En iyi arkadaşınız yeni bir arabaya ya da yeni aşkına "takıntılı" olduğunu söyleyebilir. Siz de bir zamanlar, bir sporcuya veya bir müzik grubuna "takıntılı" olduğunuzu hatırlıyor olabilirsiniz. Ancak takıntı (obsesyon) teriminin bu şekilde kullanılması, OKB'si olan birinin deneyimlerini önemsizleştirmektir.
Her yaşta başlayabilmesine rağmen, çoğu insan OKB'ye ergenlik döneminin sonunda ya da 20'li yaşların başlarında yakalanır, bu yaşlar birçok toplumda insanların daha bağımsız hale gelip daha fazla sorumluluk ile karşı karşıya kaldıkları yaşlardır. Bundan önceki hikayeleri okurken fark etmiş olabileceğiniz gibi sorumluluklar çoğu zaman OKB'de rol oynar.
OKB, kişiyi ve çevresindekileri tam anlamıyla güçsüz bırakan gerçek bir psikolojik bozukluktur. Uydurduğunuz ya da şımarıklık yaptığınız bir şey değildir. Bunu siz istemediniz -ancak obsesif düşünceler ve kaygı karşısında düşünce ve davranış şeklinizi değiştirmeyi öğrenmek, OKB'yi hayatınızdan çıkarmanın anahtarıdır.
"Kaçındıkça, zihninizde giderek kocaman "vahşi" bir köpek gibi görünen şeyin, yeterince yaklaştığınızda, aslında küçücük bir kedi olduğunu görüp şaşırdığınız oldu mu?"
"Unutmayın!
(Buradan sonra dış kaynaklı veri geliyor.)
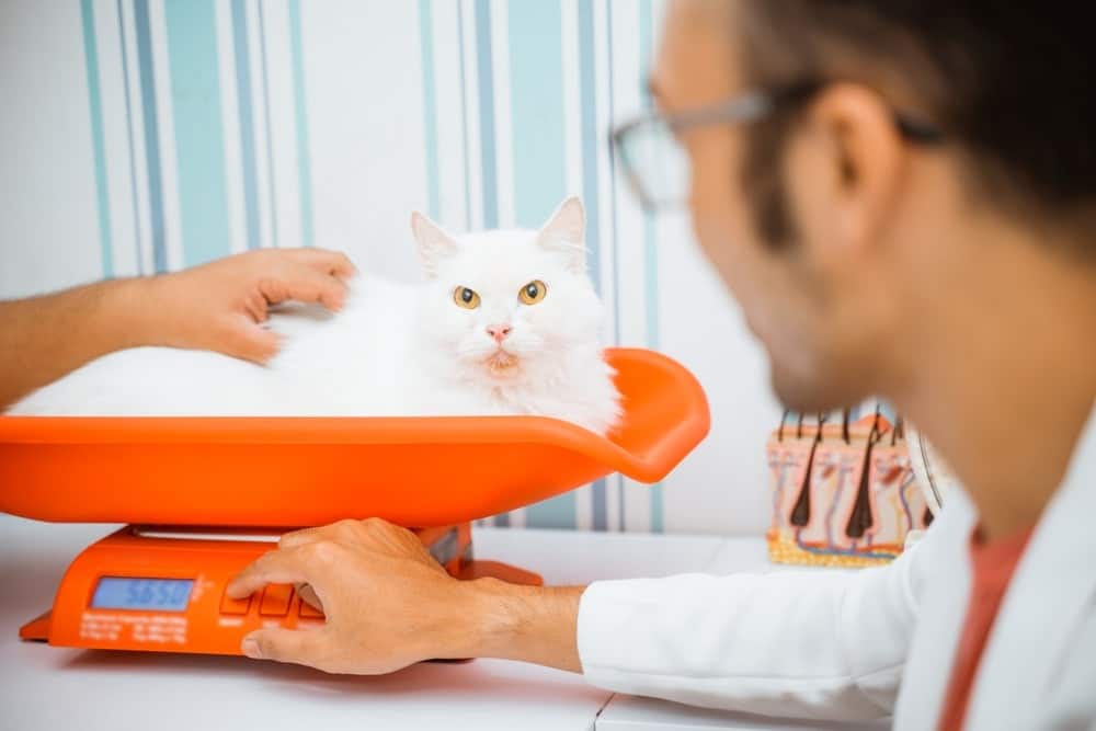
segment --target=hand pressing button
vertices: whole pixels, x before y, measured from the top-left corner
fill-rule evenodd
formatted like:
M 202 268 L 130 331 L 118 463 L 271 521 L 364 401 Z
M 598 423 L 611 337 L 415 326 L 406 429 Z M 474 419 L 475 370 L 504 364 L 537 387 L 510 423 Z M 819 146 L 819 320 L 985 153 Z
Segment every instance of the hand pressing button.
M 259 614 L 264 617 L 284 617 L 289 614 L 289 599 L 293 598 L 293 584 L 271 584 L 263 590 L 263 598 L 259 603 Z

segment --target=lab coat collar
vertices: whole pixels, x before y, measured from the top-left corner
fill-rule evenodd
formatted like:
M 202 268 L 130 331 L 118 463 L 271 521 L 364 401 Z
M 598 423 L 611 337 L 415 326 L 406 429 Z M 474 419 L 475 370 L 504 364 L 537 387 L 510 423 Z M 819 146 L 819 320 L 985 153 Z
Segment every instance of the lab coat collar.
M 967 728 L 1031 728 L 1025 712 L 1051 690 L 1055 667 L 1096 597 L 1094 516 L 1096 410 L 1005 593 L 974 678 Z

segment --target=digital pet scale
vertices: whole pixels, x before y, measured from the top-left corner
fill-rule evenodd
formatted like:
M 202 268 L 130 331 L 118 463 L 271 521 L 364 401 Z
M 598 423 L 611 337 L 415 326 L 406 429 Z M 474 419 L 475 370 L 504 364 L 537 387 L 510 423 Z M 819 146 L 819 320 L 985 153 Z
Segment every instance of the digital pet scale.
M 322 625 L 292 585 L 242 601 L 225 587 L 287 530 L 346 517 L 414 526 L 457 579 L 539 584 L 473 559 L 471 521 L 612 471 L 655 482 L 708 432 L 704 391 L 683 366 L 631 349 L 606 359 L 625 412 L 608 437 L 543 416 L 0 418 L 0 511 L 130 524 L 76 558 L 53 609 L 20 637 L 240 654 L 254 629 Z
Sorun, istenmeyen takıntılı düşünceleriniz değil, daha ziyade bu tür düşüncelerle nasıl ilişki kurduğunuz ve bunlara nasıl tepki verdiğinizdir."
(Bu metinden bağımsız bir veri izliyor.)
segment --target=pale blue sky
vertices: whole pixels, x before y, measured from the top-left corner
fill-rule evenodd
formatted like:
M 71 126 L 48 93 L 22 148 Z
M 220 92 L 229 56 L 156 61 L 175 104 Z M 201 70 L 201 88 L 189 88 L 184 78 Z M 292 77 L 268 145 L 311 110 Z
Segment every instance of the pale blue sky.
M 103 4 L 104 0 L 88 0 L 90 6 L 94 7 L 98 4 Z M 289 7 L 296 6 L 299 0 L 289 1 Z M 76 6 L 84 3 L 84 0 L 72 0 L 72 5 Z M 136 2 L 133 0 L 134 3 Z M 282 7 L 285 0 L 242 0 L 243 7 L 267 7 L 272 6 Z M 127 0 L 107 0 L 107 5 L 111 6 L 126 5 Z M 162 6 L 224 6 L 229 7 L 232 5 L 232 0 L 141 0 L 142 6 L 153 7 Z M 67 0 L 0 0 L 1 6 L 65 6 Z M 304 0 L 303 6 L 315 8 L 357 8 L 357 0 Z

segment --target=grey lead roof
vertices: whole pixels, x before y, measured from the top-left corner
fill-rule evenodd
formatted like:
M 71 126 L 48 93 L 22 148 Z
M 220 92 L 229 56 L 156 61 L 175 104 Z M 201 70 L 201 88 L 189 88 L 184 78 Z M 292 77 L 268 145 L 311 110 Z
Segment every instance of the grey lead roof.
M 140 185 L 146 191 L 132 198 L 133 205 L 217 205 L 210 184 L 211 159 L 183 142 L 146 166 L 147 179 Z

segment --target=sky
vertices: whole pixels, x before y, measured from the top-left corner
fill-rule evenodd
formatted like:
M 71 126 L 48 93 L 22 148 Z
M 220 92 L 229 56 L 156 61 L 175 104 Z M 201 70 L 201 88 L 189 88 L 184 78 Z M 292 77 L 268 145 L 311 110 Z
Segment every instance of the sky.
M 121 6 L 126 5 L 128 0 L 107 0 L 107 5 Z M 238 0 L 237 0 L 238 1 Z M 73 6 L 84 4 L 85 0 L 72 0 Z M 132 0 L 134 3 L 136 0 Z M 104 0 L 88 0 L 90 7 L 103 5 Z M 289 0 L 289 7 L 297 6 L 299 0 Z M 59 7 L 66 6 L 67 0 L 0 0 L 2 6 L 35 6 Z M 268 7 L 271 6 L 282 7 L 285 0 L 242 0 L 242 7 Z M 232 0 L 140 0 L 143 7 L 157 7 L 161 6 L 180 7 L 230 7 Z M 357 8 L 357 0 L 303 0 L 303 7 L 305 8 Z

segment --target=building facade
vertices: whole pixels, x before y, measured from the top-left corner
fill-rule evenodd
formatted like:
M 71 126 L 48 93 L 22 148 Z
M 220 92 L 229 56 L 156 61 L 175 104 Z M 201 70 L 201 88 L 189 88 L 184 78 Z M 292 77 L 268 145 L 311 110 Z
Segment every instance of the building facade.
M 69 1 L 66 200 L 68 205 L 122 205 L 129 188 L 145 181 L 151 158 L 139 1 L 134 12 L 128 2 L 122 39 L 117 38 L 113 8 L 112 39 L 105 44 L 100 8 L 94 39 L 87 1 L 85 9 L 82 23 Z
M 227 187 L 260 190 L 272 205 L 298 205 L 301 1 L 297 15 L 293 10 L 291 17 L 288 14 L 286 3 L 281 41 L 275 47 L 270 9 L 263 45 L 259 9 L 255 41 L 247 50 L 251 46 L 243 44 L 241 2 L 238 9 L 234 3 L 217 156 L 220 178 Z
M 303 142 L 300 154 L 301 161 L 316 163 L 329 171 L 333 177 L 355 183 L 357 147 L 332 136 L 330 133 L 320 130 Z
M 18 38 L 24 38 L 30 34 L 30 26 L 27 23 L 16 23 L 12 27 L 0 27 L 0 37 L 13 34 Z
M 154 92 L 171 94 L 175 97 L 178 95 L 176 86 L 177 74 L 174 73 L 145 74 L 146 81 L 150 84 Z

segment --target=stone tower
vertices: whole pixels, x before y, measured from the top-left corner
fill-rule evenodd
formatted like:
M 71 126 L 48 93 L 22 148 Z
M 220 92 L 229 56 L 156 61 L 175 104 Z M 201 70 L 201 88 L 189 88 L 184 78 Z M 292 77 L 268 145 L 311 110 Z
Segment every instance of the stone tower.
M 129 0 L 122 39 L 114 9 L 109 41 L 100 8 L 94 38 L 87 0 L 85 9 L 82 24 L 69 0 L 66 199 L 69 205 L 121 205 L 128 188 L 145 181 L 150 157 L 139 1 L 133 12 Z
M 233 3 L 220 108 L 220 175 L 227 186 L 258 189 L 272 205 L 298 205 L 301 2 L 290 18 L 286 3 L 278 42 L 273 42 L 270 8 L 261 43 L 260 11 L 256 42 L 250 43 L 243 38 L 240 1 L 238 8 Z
"İronik olarak, daha az obsesyona sahip olmanın yolu, aslında bu tür düşüncelere sahip olmaya daha açık ve istekli olmayı öğrenmektir. Onların üstüne gitmek. Ancak böylesi bir açıklık; müzik aleti çalmak, spor yapmak veya bisiklet sürmek gibi bir beceridir. Pratikle mümkün olur."
"Görünüşte farklı olmalarına rağmen ritüellerin asıl amacı, sizi her zaman güvende, emin ve kontrolde hissettirmektir. Yani kompulsiyonların hepsi obsesif kaygı, sıkıntı, suçluluk ve belirsizliğe karşı bir mücadeleyi temsil eder."
"Çoğu insan OKB'ye ergenlik döneminin sonunda ya da 20'li yaşların başlarında yakalanır, bu yaşlar birçok toplumda insanların daha bağımsız hale gelip daha fazla sorumluluk ile karşı karşıya kaldıkları yaşlardır... Sorumluluklar çoğu zaman OKB'de rol oynar."